A patent gives a patent owner an exclusive right (a monopoly) in an invention for a limited period of time. There are three kinds of patents; utility, plant, and design. For utility and plant patents filed in the United States on or after June 8, 1995 the term of the patent lasts 20 years from the date the patent application was filed. In some cases the term is measured from the date that a related patent application was filed. The term of a design patent lasts 14 years from the date the patent issues. The design patent gives its owner a 14 year monopoly in the ornamental aspects of the design of an article of manufacture.
United States law awards the exclusive right (monopoly) to the first to invent; however, the term of the utility and plant patent is measured from the filing date of the patent application. Recognition of the first to invent in the United States is different from the European system that recognizes the first to file the patent application and awards the exclusive right accordingly.

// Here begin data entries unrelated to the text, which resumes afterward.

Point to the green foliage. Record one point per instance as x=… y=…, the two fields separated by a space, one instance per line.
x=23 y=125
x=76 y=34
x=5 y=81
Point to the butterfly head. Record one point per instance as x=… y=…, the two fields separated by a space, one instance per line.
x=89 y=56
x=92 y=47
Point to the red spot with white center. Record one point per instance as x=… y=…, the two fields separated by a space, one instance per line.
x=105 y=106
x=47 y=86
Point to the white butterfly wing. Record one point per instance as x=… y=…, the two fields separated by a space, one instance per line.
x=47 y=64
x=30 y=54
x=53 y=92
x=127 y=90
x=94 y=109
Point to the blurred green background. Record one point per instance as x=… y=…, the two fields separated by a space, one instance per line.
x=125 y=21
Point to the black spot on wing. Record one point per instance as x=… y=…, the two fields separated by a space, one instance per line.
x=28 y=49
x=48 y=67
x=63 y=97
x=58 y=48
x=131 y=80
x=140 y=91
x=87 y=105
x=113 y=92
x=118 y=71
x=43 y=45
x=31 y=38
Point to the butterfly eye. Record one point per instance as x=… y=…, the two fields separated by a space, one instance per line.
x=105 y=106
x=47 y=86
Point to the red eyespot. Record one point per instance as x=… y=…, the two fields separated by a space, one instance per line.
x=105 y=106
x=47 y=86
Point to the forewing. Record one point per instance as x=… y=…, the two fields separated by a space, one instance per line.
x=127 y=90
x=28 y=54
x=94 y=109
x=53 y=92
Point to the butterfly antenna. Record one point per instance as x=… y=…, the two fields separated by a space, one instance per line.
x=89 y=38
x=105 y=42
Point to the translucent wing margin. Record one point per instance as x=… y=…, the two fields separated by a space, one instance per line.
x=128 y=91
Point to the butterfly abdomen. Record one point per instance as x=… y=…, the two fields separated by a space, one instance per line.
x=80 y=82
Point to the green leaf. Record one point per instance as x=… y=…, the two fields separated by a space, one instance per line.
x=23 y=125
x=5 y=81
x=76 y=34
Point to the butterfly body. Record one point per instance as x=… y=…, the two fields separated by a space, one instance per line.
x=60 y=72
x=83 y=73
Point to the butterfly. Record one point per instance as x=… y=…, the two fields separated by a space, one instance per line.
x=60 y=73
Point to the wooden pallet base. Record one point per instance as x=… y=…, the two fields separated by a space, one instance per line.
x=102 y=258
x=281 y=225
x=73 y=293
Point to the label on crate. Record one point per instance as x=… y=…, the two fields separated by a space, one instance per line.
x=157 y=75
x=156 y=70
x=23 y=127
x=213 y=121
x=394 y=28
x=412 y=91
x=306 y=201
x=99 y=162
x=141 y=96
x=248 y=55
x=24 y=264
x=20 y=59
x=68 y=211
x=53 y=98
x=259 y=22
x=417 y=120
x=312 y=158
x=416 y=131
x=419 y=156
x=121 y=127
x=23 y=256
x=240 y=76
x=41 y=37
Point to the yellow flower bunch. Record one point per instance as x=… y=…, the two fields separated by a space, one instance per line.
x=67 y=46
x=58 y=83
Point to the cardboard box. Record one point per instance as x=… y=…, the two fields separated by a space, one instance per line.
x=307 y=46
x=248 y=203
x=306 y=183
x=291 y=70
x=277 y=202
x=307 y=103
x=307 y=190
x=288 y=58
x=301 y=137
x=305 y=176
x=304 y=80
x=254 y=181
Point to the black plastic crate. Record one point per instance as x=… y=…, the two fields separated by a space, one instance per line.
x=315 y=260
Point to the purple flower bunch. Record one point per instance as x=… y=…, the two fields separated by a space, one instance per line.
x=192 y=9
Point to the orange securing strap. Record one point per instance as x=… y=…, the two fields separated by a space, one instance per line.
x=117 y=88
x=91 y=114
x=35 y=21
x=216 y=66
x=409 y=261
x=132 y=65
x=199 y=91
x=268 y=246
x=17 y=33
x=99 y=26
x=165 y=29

The legal authority for a patent is found in article I, section 8, clause 8 of the United States Constitution. The statutory law applicable to patents is found in the Patent Act, Title 35 of the United State Code. An application for a patent is submitted to the United States Patent and Trademark Office (USPTO) for examination. The application is examined to determine whether the claimed invention is novel, non-obvious, and useful, and that the best mode has been disclosed in an enabled application. Whether or not a patent application has met the legal requirements is the subject of correspondence (known as patent prosecution) between the inventor and the PTO. The time between filing the patent application and issuance of the patent grant varies; usually at least 12-18 months in the most expeditious case.